We then wrote to the authors informing them of the two discoveries and requesting an explanation, an apology or retraction, and notifying them that we may contact the University President about their unethical behaviour. The senior author withdrew the paper being currently reviewed but nothing else. We then wrote to his University’s President, only to discover a couple of weeks later, through a more thorough search, that he was indeed the University President.
We then wrote to the Ambassador (High Commissioner) of this person’s country, explaining the incident and the cloud of suspicion such behaviour (far from being isolated) would bring to science from their country. What we found particularly repulsive is how a professor can act like this, in collusion with graduate students. We received no response despite a reminder. We then decided to write to the President of that country directly, as he was known as an eminent mathematician.

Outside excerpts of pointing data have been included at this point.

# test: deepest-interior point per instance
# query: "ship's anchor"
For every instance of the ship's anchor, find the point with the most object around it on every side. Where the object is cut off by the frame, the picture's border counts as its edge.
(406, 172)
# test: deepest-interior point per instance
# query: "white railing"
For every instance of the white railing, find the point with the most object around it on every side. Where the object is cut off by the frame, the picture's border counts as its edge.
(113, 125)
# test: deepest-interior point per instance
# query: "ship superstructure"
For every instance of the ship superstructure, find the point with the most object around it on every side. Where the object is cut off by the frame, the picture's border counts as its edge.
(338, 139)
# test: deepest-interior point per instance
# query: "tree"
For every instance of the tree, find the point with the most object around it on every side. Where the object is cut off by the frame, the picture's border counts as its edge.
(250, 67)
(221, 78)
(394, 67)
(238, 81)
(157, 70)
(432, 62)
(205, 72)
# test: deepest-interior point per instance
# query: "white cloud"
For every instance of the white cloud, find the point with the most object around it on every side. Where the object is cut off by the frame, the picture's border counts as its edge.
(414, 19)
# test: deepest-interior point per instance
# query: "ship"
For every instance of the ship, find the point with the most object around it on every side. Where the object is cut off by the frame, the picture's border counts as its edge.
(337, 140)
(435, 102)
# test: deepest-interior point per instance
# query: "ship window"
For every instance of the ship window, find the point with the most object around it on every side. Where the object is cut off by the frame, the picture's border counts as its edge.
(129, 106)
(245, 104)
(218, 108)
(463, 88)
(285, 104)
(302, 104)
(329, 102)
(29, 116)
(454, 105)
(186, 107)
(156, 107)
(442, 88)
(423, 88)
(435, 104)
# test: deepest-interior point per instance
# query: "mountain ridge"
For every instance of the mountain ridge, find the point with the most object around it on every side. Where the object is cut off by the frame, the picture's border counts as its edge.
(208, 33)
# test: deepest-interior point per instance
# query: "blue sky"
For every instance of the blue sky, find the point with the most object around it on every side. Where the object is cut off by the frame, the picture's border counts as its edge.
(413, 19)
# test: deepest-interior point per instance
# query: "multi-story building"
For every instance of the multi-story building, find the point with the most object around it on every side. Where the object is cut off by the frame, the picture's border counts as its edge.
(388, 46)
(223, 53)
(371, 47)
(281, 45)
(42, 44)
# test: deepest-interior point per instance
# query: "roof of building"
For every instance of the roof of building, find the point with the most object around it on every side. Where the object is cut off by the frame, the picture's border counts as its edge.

We got no response. Finally, we wrote to the President of the Maths Society of that country but again no response was received.
The first published paper was retracted from our journal and the guilty authors were named. We also informed 6–7 journals in our field not to accept any papers from this individual or his group.
I would be very curious to know what COPE would bring to cases like these (denunciation, banishment, penalties, general alert?).
The Forum congratulated the editor on his handling of the case and considered that this was a model way of proceeding under the circumstances. The Forum noted that it can be very disheartening to follow-up on these inquiries when no response is forthcoming. It was suggested that the editor could now mention the fact that he has brought the case to COPE - sometimes this elicits a response. The Forum wondered how the reviewer did not spot the plagiarism and suggested looking into the reviewer’s conduct. Another suggestion was to see if the author belongs to a society or association that the editor could lodge a complaint with. Other advice was to write an editorial in the journal highlighting the issue. This could be done anonymously and would demonstrate to the reader that the journal’s system is working and also that this type of misconduct will not be tolerated by the journal. The Forum also agreed that it would enhance the reputation of the journal. The Forum reiterated COPE’s general view that it doesn’t endorse sanctions against authors.